Ils passent le détroit de Messine et les Bouches de Bonifacio entre la Corse et la Sardaigne, et le soir du ler mars ils arrivent près de la France, mais ils doivent s'arrêter au Château d'If, que François ler avait fait construire (1524) sur un îlot calcaire situé juste devant Marseille; et seulement le jour suivant, ils peuvent entrer dans le port de Marseille et débarquer.

Le P. Dehon écrit dans son journal: «Le voyage est bouclé. Je reprends la chère soutane que j'avais quittée à Cherbourg pour le costume de clergyman. Ma bonne Mère, la très Sainte Vierge, m'a con­duit et protégé. Je remercie aussi mon bon ange qui m'a gardé, com­me Raphaël a gardé Tobie, et qui m'a ramené sain et sauf' (XXXIII, 141).

Il monte au sanctuaire de Notre-Dame-de-la-Garde de Marseille: «Je salue Notre-Dame-de-la-Garde à mon retour, comme j'ai salué Notre­-Dame-du-Voeu à Cherbourg au départ» (XXXIV, 1). De ce jour-là, le 10 août 1910, jusqu'au 2 mars 1911 se sont passés six mois et 24 jours, en dehors des deux jours de Paris à Cherbourg.

Ce volume de NQ, complètement occupé par le voyage autour du monde, a demandé au P. Dehon un effort spécial. Il s'était préparé en lisant des livres et des guides touristiques des pays à visiter et, puis, en programmant en avance les lieux et choses à voir, et en prévenant insti­tutions ou personnes auprès desquels il aurait pu trouver logement. Aux archives dehoniennes il y a de nombreuses lettres de personnes amies qui lui répondent en promettant un accueil chaleureux. Puis, pendant le voyage, P. Dehon notait souvenirs ou impressions des lieux visités et des personnes rencontrées, et même ses évaluations personnelles sur les caractéristiques humaines, sociales, religieuses des populations qu'il contactait. Il enregistrait tout cela avec une fidélité méticuleuse.

Terminé le voyage, il disposait donc d'un matériel énorme (livres de spécialistes, guides touristiques, notes personnelles). Mais tout cela devait être ordonné, réélaboré et exposé dans un langage clair et discursif, pour qu'on puisse le lire avec plaisir. C'est la méthode que lui-même nous a exposée: «Comme pour les Etats Units, écrit-il, je vais donner mes notes journalières; puis j'analyserai deux ou trois volu­mes» (XXVIII, 21).

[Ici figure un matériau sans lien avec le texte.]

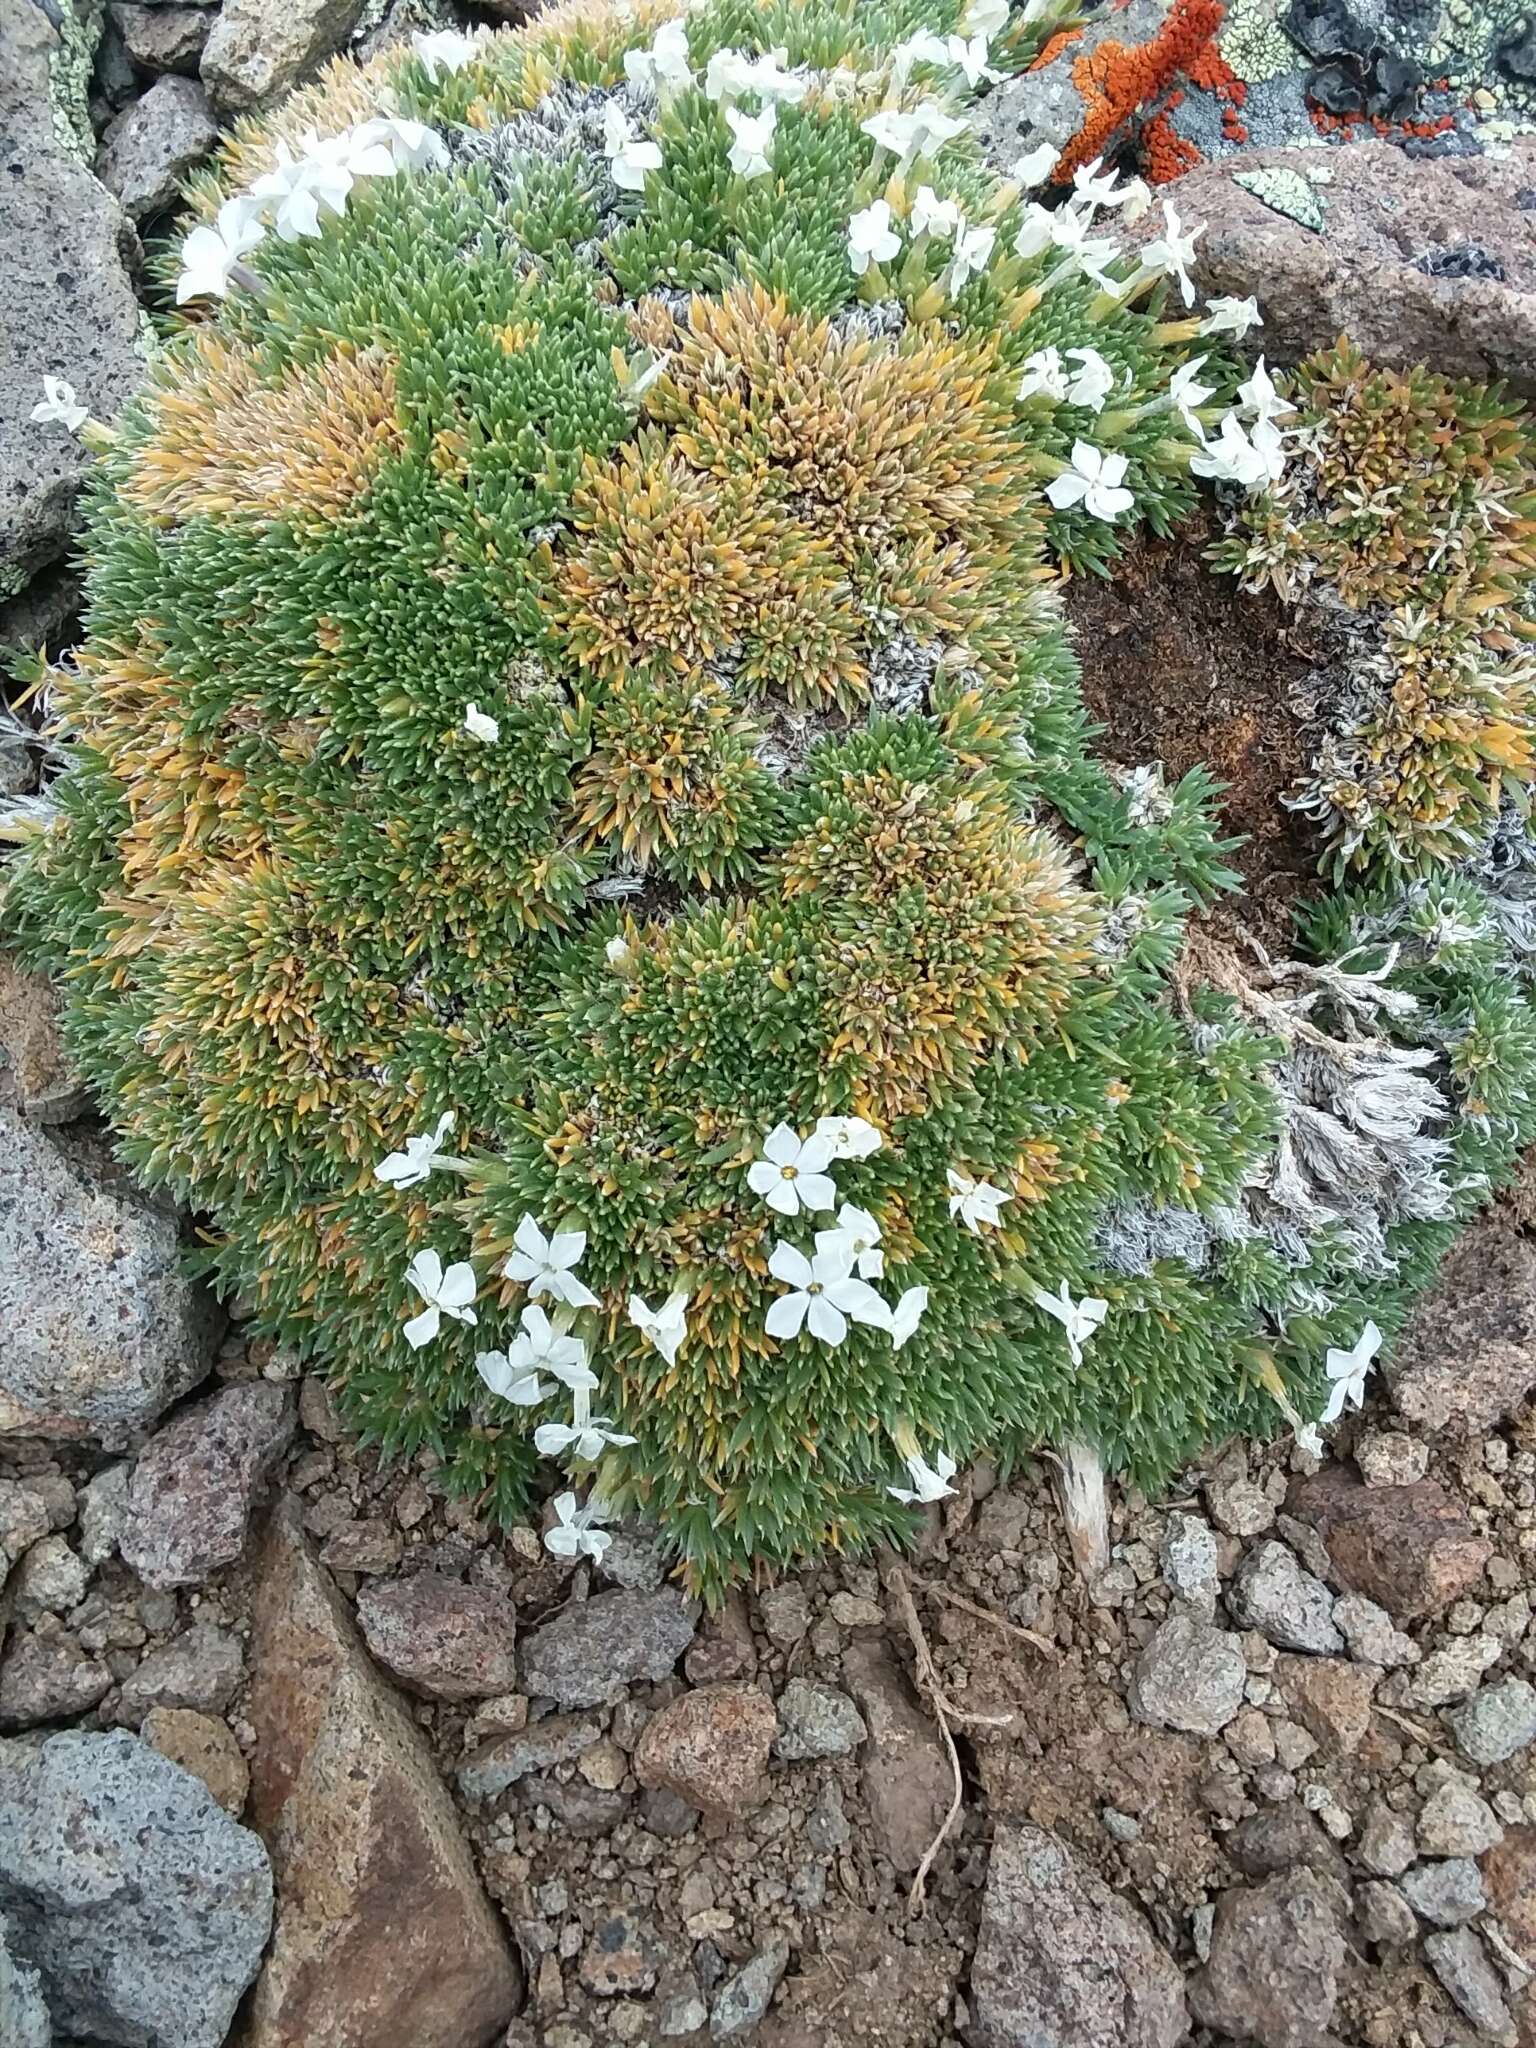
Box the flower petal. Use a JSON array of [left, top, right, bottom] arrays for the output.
[[764, 1291, 808, 1340]]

Le P. Dehon commença ce fatiguant travail au mois de juin 1911 (cf. NQ 34, 15). «Il y en a pour un an», remarque-t-il. De ce travail, pour rédiger ce récit de son voyage autour du monde, il parle encore trois ou quatre fois dans le cahier XXXIV mais seulement à la p. 84 il dit qu'il est vers la fin.

Il consulte beaucoup de livres et d'articles, aux-quels il peut puiser des informations exactes sur l'histoire, les coutumes, les religions ou les œuvres artistiques des pays ou des villes visitées. Souvent il cite seu­lement le nom de l'auteur ou le titre du livre d'où il puise ses informa­tions.

Mais sa dépendance à l'égard de ces sources est parfois excessive et il se laisse porter à de longues digressions qui n'ont rien à voir avec le style sobre et sec d'un `journal de bord».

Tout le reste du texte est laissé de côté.